Unsustainable population growth: the great issue at the heart of every problem.

It’s surprising in many ways that population size domestically and globally doesn’t get more press and discussion in mainstream media.

But maybe, it’s not surprising, it’s a touchy subject with people. No one wants to tell people how many kids they can have or should have, and it’s not a conversation a politician is likely to enter into.

Population size is one of the major factors affecting our impact on the planet, along with how much each of us consumes in terms of resources and the technologies we use. It’s also the biggest factors that is going to dictate our future quality of life on this planet. So maybe we should be talking about it more before it’s too late.

Population size has quadrupled in the last 100 years. It took until the early 1800’s for world population to reach a billion people and until 1960 to reach 3 billion. We are now at 7 billion people. You can see how fast total population numbers are increasing.

Meeting the needs of an ever increasing population size is placing a huge burden on the planet’s ecosystems. And yet, we are already exceeding the earth’s bioproductive capacity.

Worse yet, significant increases in total world population over the next several decades are almost inevitable the experts say, in spite of a decline in the overall population growth rate. This is due to something they call the “population momentum”

Basically, this means that because nearly one third of the world’s population is under 15 years of age and yet to reach child bearing age, when they do reach child bearing age, even if each woman has fewer children than in the past. This will still result in a significant increase in world population.

So where’s all this population increase occurring? Well most of it is in developing countries, where growth rates are higher than for developed countries. The one exception is the United Stats with one of the fastest growing populations.

When growth rates are higher it’s usually because poverty is associated with higher birth rates because having more kids means greater security for those having them when you’re living so close to the edge

Ignoring the high birth rate exception of The United States for a minute, economic growth is sometimes offered as the answer to poverty which would in turn reduce the birth rate.

The problem with this argument the experts say, is that economic growth over the past several hundred years did not reduce poverty and there is little reason to expect it to work in the future.

Instead they say almost the opposite thing is what works i.e. enable people to have fewer kids if they want, that then stimulates development which in turn reduces poverty individually and at the macro economic level. So to recap what they say:

 This doesn’t work

 Increase economic growth (GDP)
 leads to decreased poverty
leads to decreased birth rate

 But this works

Help people have fewer kids if they want

leads to reduce birth rate

leads to increased economic growth

leads to decrease poverty

It’s probably a good thing we don’t have to increase economic growth first in order to reduce the birth rate because we are already exceeding the earth’s bioproductive capacity.
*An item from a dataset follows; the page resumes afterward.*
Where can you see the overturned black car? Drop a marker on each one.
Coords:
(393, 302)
In other words, we are using the world up faster than it can replenish itself. Not only that, but if everyone on the planet needs to increase economic development and consume at the level of North America, then we would need approximately 3-4 planets like earth to supply us.

So something has to give. We’re either going to have to figure out how to make the earth’s resources go further i.e. produce the same toaster or car with 1/4 of the materials or we are going to have to reduce consumption (no car, no toaster) or we are going to have to reduce population.

This is why the international community generally agrees on the need for population control measures because in order to bring things back to a sustainable level you have to control population. The smaller the population, the easier it will be for all of humanity to have a decent level of well being.

We could also reduce consumption levels by everyone on the planet to help solve the problem, but economic growth is such a dominant policy paradigm at all levels of government, especially in Canada and the USA, that this doesn’t seem likely to change in the near future. This is another issue no one wants to discuss. The only thing that is clear is that we are on an unsustainable path for a variety of reasons. What will happen? Who knows?